You can use the digits 1,2,and 3 once only and any mathematical symbols you are aware of, but no symbol is to be used more than once. The challenge is to see if you can make the smallest positive number.

Special rules: You cannot use Euler's number or pi or infinity.

Special thanks to: Rhonda Wendel for Make the most of these digits and for the problem text which was slightly altered.

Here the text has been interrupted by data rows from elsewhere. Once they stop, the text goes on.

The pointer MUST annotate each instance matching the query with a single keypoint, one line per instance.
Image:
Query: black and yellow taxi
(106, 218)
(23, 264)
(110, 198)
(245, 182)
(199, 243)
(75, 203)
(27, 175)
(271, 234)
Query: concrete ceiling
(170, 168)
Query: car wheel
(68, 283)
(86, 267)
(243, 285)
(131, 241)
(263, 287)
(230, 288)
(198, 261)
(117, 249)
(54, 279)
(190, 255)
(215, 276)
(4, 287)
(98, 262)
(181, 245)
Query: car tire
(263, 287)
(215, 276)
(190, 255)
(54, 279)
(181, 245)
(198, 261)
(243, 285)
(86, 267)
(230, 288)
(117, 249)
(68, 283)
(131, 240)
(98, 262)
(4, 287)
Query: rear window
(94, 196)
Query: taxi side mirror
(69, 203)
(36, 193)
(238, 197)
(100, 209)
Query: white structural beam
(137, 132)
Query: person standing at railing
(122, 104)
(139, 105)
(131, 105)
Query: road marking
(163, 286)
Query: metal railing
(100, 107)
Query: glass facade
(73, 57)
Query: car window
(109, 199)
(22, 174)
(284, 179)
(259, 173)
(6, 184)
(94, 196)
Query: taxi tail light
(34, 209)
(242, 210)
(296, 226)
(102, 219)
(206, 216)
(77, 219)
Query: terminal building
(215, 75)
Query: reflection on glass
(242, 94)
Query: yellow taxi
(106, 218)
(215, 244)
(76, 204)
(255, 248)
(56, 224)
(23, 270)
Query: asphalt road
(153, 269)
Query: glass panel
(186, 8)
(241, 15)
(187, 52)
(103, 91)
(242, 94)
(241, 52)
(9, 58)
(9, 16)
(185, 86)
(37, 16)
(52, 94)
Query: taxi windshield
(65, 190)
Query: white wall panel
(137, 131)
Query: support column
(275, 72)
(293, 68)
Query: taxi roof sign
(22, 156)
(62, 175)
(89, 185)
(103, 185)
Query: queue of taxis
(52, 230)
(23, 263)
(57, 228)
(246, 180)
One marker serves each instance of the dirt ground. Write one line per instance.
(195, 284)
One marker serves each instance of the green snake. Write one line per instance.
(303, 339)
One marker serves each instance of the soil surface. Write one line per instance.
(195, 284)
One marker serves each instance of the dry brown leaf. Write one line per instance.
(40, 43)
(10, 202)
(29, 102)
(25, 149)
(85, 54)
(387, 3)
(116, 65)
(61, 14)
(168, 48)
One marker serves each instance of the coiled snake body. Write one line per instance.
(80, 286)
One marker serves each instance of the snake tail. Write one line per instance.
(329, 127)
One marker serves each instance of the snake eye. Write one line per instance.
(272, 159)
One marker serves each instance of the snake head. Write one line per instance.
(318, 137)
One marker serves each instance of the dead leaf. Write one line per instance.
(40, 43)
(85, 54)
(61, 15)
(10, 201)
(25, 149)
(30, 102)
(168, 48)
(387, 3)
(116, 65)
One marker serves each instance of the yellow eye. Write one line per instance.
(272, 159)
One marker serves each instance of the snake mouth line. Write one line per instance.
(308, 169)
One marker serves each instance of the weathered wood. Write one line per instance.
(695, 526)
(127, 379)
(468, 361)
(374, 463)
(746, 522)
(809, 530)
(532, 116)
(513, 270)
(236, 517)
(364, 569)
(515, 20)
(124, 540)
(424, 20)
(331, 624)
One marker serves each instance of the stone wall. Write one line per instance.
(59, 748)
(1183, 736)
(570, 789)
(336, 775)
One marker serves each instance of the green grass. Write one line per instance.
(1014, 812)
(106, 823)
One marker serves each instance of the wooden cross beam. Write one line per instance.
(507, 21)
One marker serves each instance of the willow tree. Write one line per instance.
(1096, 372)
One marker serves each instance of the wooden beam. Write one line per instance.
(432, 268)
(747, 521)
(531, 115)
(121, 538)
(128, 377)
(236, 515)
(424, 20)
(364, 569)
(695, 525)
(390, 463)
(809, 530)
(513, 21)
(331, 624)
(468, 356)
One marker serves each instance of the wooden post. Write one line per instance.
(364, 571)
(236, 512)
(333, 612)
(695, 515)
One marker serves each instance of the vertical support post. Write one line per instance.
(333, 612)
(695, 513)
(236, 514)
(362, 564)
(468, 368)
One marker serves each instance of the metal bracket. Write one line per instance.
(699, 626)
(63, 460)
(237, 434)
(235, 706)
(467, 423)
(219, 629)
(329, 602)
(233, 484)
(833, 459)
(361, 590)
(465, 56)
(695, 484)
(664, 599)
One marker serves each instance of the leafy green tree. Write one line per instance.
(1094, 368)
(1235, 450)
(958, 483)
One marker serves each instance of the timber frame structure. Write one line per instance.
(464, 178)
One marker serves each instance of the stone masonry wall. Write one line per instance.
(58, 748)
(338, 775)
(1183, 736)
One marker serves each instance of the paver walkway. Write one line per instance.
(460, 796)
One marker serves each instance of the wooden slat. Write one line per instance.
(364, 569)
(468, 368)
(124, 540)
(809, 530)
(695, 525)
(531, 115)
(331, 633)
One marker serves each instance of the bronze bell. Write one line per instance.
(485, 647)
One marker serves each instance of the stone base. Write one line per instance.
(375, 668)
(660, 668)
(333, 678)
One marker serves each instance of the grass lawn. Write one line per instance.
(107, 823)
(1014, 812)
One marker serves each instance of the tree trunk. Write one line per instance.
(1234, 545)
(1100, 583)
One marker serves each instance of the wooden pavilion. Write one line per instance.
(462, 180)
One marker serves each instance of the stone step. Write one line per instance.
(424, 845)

Charlie , or anybody else please could you help me out with this one? I have found out two different solutions but I cannot just figure it out which one of the two is smaller. Could you please perform the calculations for me as you do and let me know. Thank You. Here are the two different numbers (smallest positive) that I have obtained using the digits 1, 2 and 3 only once:

(a) [(3!)]^[-{(21!)}], which is equal to (1/6) raised to the power of 21 factorial. So that we have 1 in the numerator and 6 raised to the power (21!) in the denominator. And here is the next one.

(b) [(.1)]^[(2)^(3!)]!

Which is equal to (.1) raised to the power of (64!) (factorial of 64). Since (3!) = 6 and [(2)^(3!)] = 64 and therefore [(2)^(3!)]! = (64)!. This will give us a number which will contain (64!), that is, (factorial 64) zeros between the 'Decimal Point' and the digit 1(One).